I’m telling you all of this because it backs my conviction that truly beautiful things don’t have to be found in shops: I choose items with karma over the shiny new and soulless anytime. It’s better for the environment, too.

Beautiful things can be discovered anywhere, maybe even lurking in the back of your wardrobe. Often these pleasures – these previously loved things – are patiently waiting for a new life.
  • Treat yourself: check out Kathy’s art here.

Monday 3 September 2012

In search of the lemonwoods


Up. The thin path winds through the forest, up and up the mountain. And we keep going. V and I are searching for the grove of lemonwood trees that we’ve heard about. We’re not even sure that we are on the right path. But it doesn’t matter. Long ago, or so it seems, we settled into enjoying the journey.

The old man of the forest
The journey is taking us past the great-granddaddies of knobwood (Zanthoxylum) trees. These specimens are so magnificent that they make me catch my breath. Their thick embossed trunks stretch upwards to the light, taller than I’ve ever seen them. Likewise, the cabbage trees (Kiepersols): these are tall, slender creatures, their heads gracefully bobbing out of the forest. The yellowwoods are tallest of all.

Carpets of crocosmia

In the lower layers, there in the carpets of orange crocosmia and between the protrusions of twisted wood, are the juvenile trees. At the very top of the mountain – this must be the top – we thrill as we pick our steps across a spring running over a bed of smooth rocks.

And in the stillness of the forest – even the birds are silent – we are, most humbly, tiny specks of being in a big, big picture.

We’re wandering along the footpaths of the Xholora forest outside the little town of Stutterheim in the Amatola Mountains. We’ve found the most delightful escape: it is named, most appropriately, the Shire. We do expect to see hobbits any time.

Sea of grass

The guest chalets – there are four of them – are spaced across a sea of grassland, and their shape reminds me of boats. Or caravans. Or temples. Whatever they are, these cocoons of wood are beautiful feats of engineering, with curved walls and even curved glass.

As a child, I played on these forest roads
We’d never considered Stutterheim for a weekend getaway in the past. But it is a true pleasure, offering real peace and quiet within 80km of East London. And accommodation here is still pretty affordable.

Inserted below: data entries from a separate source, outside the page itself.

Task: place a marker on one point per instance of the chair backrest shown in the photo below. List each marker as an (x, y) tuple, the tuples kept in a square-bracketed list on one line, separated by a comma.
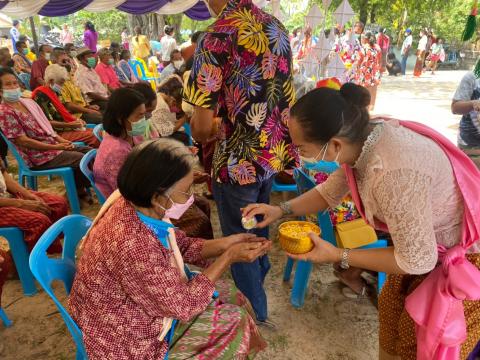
[(16, 154), (304, 184), (46, 270), (86, 164), (138, 69), (97, 131)]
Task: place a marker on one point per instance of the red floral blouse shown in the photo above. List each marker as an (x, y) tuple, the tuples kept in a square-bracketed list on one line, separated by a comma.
[(127, 282)]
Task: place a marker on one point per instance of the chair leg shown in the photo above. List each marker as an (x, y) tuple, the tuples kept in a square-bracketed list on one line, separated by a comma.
[(72, 195), (381, 280), (20, 256), (32, 183), (288, 269), (6, 321), (300, 283)]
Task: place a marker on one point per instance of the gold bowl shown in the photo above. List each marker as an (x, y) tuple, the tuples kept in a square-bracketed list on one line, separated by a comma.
[(293, 236)]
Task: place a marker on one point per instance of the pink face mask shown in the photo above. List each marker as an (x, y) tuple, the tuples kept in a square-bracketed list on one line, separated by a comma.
[(176, 211)]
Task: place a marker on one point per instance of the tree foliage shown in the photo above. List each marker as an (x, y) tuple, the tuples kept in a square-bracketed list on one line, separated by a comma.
[(446, 17)]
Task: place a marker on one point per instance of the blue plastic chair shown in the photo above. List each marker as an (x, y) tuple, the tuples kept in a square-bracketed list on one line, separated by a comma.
[(66, 173), (304, 268), (25, 79), (88, 159), (46, 269), (6, 321), (136, 66), (97, 131), (188, 131), (19, 251)]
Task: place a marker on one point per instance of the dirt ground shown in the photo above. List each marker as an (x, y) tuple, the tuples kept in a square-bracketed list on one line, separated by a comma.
[(329, 326)]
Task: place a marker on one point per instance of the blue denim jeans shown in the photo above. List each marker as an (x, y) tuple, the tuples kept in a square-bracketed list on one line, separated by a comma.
[(248, 277)]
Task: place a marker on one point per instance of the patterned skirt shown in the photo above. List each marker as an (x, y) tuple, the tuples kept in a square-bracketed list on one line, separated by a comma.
[(397, 330), (225, 330)]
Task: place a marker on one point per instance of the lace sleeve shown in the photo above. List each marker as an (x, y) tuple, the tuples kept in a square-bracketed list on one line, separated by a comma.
[(404, 200), (334, 189)]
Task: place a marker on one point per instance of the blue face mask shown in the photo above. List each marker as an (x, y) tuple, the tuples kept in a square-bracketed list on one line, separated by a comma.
[(139, 128), (12, 95), (321, 165)]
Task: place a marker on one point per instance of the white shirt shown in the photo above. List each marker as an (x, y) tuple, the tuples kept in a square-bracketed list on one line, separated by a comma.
[(422, 44), (168, 45)]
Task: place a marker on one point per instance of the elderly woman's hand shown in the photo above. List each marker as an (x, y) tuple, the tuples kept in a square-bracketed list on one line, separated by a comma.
[(248, 252), (241, 238)]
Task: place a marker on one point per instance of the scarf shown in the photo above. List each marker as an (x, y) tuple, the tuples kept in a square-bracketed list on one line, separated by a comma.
[(436, 305), (62, 110), (36, 111)]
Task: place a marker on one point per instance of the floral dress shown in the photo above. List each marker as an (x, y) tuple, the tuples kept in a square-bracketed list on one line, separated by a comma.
[(368, 67)]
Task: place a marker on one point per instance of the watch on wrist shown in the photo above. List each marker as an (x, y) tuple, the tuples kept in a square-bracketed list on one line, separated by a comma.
[(286, 208), (344, 262)]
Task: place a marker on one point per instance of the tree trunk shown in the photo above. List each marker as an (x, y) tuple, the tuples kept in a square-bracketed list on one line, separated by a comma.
[(373, 14), (402, 28), (363, 11), (152, 24)]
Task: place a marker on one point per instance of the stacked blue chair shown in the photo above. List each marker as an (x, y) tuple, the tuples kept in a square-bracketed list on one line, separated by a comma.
[(19, 252), (85, 165), (46, 269), (97, 131), (66, 173), (304, 268)]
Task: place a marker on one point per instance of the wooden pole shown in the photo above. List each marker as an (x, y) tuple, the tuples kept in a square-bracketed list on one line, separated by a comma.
[(34, 34)]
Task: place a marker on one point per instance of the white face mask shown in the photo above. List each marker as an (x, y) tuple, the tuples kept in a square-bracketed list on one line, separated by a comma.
[(213, 14), (178, 64)]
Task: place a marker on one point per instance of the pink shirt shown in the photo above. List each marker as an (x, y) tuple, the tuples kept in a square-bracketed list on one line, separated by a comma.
[(110, 157), (107, 75)]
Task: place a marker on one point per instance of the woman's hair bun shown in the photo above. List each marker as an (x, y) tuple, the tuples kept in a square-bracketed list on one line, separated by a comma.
[(355, 95)]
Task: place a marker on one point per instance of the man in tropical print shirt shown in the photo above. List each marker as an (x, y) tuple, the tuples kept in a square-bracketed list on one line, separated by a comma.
[(242, 74)]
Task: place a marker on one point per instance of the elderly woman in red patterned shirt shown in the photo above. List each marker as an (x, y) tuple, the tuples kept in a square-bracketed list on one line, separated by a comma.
[(132, 296)]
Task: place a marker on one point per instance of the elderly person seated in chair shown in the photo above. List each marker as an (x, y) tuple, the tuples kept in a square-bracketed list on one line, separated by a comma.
[(30, 211), (125, 125), (132, 295), (48, 97), (88, 80), (23, 122)]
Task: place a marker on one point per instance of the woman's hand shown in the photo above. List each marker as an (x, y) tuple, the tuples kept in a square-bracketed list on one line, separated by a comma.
[(322, 253), (200, 177), (76, 124), (270, 213), (241, 238), (28, 195), (64, 146), (34, 205), (247, 252)]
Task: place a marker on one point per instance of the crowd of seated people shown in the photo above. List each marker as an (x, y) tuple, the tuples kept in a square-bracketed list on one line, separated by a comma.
[(46, 106)]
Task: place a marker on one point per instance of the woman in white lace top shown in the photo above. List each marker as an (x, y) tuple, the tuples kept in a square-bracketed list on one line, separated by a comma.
[(404, 180)]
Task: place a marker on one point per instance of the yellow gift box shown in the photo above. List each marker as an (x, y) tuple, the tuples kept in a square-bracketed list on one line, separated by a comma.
[(354, 234)]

Yesterday, we strolled along a forest dirt road, just around the next corner, and the next, until we’d walked for hours. And I remembered playing on just such a road in the Stutterheim forests when I was a small child and my grandmother Mary painted pictures of trees. Perhaps she painted that tree, or that one.

We never did find the lemonwoods (at least, I don’t think we did). We found a lot more.